To preserve its hegemony and its status at the “Revolutionary Party”, the Zanu-PF government opted for a number of shoddy non-solutions, which further exacerbated the crisis. These shoddy non-solutions ranged from alleged sponsoring of human rights abuses, to impunity, forced disappearance, brutal force against all opposition, to a full-out war of words with the international community.
While I do not question Zimbabwe’s hardened response to neo-imperialists, I do question the way you treated your own people. If the allegations are true, then Zimbabweans have a lot to talk about and resolve amongst themselves.
This letter, however, is not about your contentious past. It is about your foggy future.
Despite the sanction that clasped on your necks like a noose, Zimbabwe soldiered on. The people somehow found ways to navigate through the conflict. And with minor interventions by the region, some normality was restored.
Even at face of bubbling civil unrest and recalcitrance, greed and power-mongering, all of which threatened the very fabric of your nation, you, people of Zimbabwe, soldiered on.
You sat down and zealously drew up a progressive constitution with a revolutionary Charter of Rights. You sealed up many of the undemocratic loopholes in your institutions of government. These leaps of faith were a flickering light at the end of your decade-long dark tunnel.
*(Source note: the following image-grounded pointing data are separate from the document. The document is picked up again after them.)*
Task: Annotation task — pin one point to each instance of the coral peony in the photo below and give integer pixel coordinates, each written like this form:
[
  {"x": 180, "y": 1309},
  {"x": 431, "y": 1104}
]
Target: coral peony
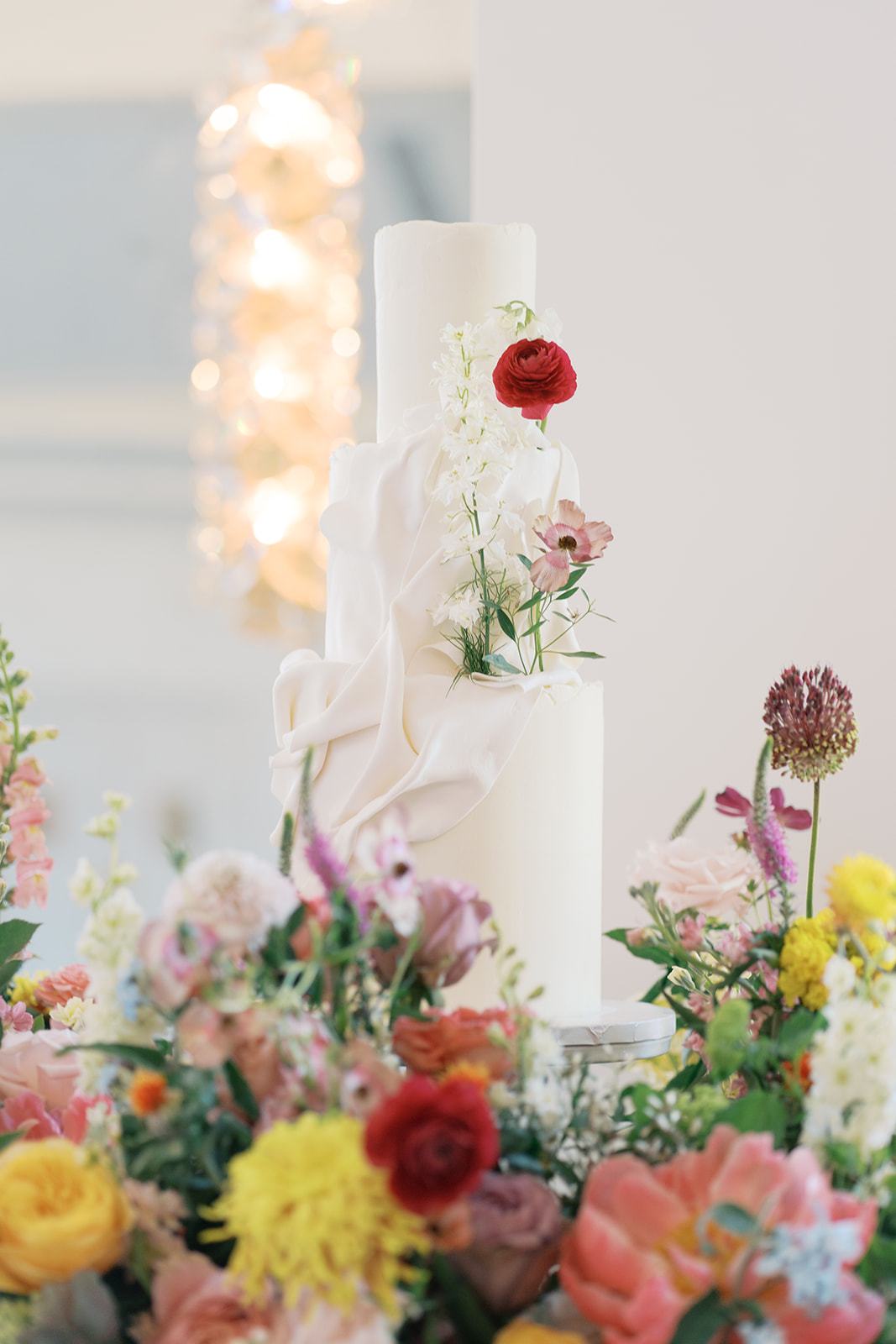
[
  {"x": 569, "y": 541},
  {"x": 516, "y": 1229},
  {"x": 533, "y": 375},
  {"x": 233, "y": 893},
  {"x": 645, "y": 1245},
  {"x": 692, "y": 878},
  {"x": 60, "y": 985},
  {"x": 432, "y": 1043},
  {"x": 434, "y": 1140},
  {"x": 33, "y": 1062},
  {"x": 450, "y": 934}
]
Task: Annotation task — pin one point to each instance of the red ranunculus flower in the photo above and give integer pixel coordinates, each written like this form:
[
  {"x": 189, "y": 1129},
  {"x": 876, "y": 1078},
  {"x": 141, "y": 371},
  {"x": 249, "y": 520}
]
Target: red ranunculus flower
[
  {"x": 533, "y": 375},
  {"x": 436, "y": 1140}
]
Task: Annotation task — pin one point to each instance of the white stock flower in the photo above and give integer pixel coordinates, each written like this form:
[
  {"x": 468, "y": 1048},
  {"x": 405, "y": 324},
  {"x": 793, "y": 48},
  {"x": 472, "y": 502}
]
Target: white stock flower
[
  {"x": 109, "y": 937},
  {"x": 86, "y": 885},
  {"x": 853, "y": 1073}
]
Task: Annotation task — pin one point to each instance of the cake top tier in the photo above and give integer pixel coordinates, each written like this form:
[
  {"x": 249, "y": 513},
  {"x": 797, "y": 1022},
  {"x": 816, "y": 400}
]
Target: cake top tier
[{"x": 429, "y": 276}]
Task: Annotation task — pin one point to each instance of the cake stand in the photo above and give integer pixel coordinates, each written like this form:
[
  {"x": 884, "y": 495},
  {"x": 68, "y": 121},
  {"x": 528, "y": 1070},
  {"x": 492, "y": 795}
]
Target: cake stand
[{"x": 620, "y": 1032}]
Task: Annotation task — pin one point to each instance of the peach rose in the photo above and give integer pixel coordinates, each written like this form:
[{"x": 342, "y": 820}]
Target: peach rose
[
  {"x": 31, "y": 1061},
  {"x": 694, "y": 878},
  {"x": 60, "y": 985},
  {"x": 432, "y": 1043}
]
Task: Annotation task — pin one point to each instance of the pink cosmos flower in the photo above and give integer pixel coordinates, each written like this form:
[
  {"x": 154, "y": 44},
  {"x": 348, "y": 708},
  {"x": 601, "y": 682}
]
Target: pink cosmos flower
[
  {"x": 637, "y": 1257},
  {"x": 570, "y": 541},
  {"x": 31, "y": 882}
]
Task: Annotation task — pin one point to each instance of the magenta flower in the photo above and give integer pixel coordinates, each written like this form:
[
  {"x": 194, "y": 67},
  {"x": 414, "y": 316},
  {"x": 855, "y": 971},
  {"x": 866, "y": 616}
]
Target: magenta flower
[
  {"x": 570, "y": 541},
  {"x": 734, "y": 804}
]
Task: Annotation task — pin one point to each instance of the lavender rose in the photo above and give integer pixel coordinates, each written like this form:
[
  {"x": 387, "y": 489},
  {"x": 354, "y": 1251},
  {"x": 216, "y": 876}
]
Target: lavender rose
[
  {"x": 516, "y": 1226},
  {"x": 450, "y": 934}
]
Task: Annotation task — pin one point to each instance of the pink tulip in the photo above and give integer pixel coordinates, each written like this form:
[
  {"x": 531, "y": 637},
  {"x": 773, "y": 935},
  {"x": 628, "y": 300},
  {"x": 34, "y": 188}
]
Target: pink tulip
[
  {"x": 31, "y": 882},
  {"x": 570, "y": 541},
  {"x": 634, "y": 1261}
]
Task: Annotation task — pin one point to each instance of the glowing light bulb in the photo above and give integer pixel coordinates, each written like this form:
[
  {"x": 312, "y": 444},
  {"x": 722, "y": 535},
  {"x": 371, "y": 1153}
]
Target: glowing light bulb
[
  {"x": 204, "y": 375},
  {"x": 224, "y": 118},
  {"x": 273, "y": 511},
  {"x": 269, "y": 382}
]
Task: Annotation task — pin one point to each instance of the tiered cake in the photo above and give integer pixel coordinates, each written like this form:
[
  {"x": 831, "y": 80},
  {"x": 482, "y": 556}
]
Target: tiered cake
[{"x": 500, "y": 777}]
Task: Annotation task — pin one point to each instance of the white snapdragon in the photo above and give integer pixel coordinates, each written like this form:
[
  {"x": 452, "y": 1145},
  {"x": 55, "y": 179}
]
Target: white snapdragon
[{"x": 853, "y": 1065}]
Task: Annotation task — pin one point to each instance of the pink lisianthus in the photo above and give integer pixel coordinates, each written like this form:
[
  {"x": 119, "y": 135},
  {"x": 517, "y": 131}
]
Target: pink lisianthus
[
  {"x": 645, "y": 1245},
  {"x": 31, "y": 1061},
  {"x": 31, "y": 882},
  {"x": 175, "y": 961},
  {"x": 689, "y": 877},
  {"x": 691, "y": 932},
  {"x": 450, "y": 934},
  {"x": 60, "y": 985},
  {"x": 569, "y": 541}
]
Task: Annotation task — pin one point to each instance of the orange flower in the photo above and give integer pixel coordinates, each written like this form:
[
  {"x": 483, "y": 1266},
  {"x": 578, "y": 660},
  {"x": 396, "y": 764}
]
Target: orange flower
[
  {"x": 432, "y": 1043},
  {"x": 148, "y": 1092}
]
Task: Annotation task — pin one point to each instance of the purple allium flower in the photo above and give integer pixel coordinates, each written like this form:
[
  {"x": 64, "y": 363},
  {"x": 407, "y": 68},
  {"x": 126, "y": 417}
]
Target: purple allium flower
[{"x": 809, "y": 718}]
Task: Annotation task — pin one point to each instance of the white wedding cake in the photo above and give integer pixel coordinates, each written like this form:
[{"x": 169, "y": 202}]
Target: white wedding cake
[{"x": 500, "y": 776}]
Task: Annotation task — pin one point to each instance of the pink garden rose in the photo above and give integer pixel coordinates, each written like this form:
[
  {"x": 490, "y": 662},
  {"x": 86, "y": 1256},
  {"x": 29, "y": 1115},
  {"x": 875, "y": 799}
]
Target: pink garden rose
[
  {"x": 55, "y": 990},
  {"x": 233, "y": 893},
  {"x": 31, "y": 1062},
  {"x": 636, "y": 1260},
  {"x": 450, "y": 934},
  {"x": 694, "y": 878},
  {"x": 569, "y": 541},
  {"x": 516, "y": 1229}
]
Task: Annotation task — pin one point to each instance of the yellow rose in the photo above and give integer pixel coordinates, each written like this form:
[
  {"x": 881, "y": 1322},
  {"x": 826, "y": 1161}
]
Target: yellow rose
[
  {"x": 523, "y": 1331},
  {"x": 60, "y": 1214}
]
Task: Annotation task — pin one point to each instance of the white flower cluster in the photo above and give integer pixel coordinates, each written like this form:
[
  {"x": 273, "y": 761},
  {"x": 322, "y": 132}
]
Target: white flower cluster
[
  {"x": 107, "y": 947},
  {"x": 853, "y": 1065},
  {"x": 481, "y": 441}
]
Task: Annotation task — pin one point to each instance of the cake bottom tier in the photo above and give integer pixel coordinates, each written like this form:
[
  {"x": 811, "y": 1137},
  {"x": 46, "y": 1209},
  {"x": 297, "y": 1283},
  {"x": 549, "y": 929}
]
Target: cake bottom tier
[{"x": 533, "y": 848}]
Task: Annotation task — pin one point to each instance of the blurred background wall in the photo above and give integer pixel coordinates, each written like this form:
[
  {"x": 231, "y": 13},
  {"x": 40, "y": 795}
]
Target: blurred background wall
[
  {"x": 154, "y": 694},
  {"x": 712, "y": 187}
]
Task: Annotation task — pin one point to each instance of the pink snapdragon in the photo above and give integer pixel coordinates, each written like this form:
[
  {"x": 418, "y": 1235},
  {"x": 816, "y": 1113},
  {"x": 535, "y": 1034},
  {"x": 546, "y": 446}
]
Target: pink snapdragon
[{"x": 569, "y": 541}]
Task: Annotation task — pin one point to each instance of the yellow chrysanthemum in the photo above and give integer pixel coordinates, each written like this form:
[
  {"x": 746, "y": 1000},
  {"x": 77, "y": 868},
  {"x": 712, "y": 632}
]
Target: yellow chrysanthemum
[
  {"x": 23, "y": 990},
  {"x": 523, "y": 1331},
  {"x": 309, "y": 1211},
  {"x": 809, "y": 945},
  {"x": 862, "y": 890}
]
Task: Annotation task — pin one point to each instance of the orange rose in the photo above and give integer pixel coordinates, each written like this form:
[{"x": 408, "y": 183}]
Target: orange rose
[{"x": 432, "y": 1045}]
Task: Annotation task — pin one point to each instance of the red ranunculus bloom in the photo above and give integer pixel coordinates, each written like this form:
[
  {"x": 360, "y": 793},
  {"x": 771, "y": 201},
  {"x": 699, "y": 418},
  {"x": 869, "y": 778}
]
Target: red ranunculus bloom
[
  {"x": 436, "y": 1140},
  {"x": 533, "y": 375}
]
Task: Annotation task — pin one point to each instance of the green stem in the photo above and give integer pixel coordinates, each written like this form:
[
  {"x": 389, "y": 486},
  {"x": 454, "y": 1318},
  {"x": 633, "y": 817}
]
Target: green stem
[{"x": 812, "y": 847}]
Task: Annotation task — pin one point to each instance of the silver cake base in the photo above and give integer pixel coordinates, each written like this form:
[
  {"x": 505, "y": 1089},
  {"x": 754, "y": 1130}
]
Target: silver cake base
[{"x": 620, "y": 1032}]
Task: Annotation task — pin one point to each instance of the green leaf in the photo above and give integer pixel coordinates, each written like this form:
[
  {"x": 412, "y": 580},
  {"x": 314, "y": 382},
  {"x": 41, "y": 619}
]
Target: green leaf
[
  {"x": 497, "y": 660},
  {"x": 148, "y": 1057},
  {"x": 732, "y": 1218},
  {"x": 703, "y": 1321},
  {"x": 506, "y": 624},
  {"x": 241, "y": 1092},
  {"x": 797, "y": 1032},
  {"x": 757, "y": 1112},
  {"x": 15, "y": 934},
  {"x": 9, "y": 1139}
]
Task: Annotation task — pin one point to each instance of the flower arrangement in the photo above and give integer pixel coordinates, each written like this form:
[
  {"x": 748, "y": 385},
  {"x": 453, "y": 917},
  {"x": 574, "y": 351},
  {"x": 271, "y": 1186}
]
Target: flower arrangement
[
  {"x": 255, "y": 1119},
  {"x": 510, "y": 609}
]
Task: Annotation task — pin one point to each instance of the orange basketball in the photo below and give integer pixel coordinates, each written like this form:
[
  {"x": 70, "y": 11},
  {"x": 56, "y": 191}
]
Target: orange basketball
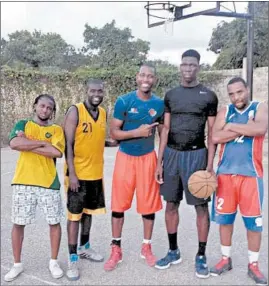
[{"x": 202, "y": 184}]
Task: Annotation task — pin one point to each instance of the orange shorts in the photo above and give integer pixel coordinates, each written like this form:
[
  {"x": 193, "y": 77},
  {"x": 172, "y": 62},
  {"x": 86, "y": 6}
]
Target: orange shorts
[
  {"x": 135, "y": 173},
  {"x": 245, "y": 192}
]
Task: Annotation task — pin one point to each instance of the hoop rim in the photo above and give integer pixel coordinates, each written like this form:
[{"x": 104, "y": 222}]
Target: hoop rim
[
  {"x": 148, "y": 6},
  {"x": 169, "y": 8}
]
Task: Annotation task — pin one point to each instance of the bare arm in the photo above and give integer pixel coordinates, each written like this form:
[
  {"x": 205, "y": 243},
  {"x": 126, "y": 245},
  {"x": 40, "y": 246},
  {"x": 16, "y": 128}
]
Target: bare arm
[
  {"x": 210, "y": 144},
  {"x": 25, "y": 144},
  {"x": 256, "y": 127},
  {"x": 164, "y": 137},
  {"x": 160, "y": 128},
  {"x": 219, "y": 135},
  {"x": 144, "y": 130},
  {"x": 70, "y": 126},
  {"x": 111, "y": 143}
]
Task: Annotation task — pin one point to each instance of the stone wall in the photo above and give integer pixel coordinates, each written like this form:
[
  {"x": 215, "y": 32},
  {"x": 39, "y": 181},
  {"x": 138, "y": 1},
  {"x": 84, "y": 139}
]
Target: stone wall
[{"x": 17, "y": 95}]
Yet, despite the strides you have made, you face new challenges that threaten your hope. Allegations of undemocratic government practices, threatening and isolating the opposition, allegation of pillaging of state coffers and a new sway towards industrial protectionism are all hands that will smolder your flickering light.
Recently, part of the international community which marvels at your failure has been sniggering and smirking as one of your own opted for self-exile among fears of alleged victimization by your government.
Your government murmured incongruent utterances but gave no finite assurance that she could return home safely. While it may have been a political choice not to respond to ‘nonsensical allegations’, such a choice was a bad one.
The same is true of your depressed economy. Investors are shying away from your country because there is little indication that your government is genuinely committed to a constitutional democracy. The never-ending war of words between the ruling party and the opposition is damaging to your country, to you as a people!
A few weeks back The Zimbabwean carried a story saying legal practitioners in Zimbabwe are questioning the independence of the judiciary. This is in spite of the constitutionally entrenched guarantees of judicial independence and reign of the rule of law.
What must happen?
Ultimately, power, all political power, vests not with the politicians who are cushioned by tall walls in mansions, it vests with the people.
You are an educated society, so act like one!
Zimbabweans must demand good governance. You must make your new Constitution the yardstick in all debates about your past and your future. And your leaders must be subject to the rule of law!
You must make a clarion call to all your elected leaders, even the president himself, to commit himself to democracy, and you must accept no excuse, not even the fight against neo-imperialism.
There must be urgent reform of public institutions to align them with your new Constitution. Transparency, accountability, fairness and responsiveness must become the new buzzwords in Zimbabwe’s public discourse.
Only a few African countries boast Zimbabwe’s potential. We, as children of resistance and revolutions, look up to you. You are a point of reference for an uncertain African future. Please do not let us down.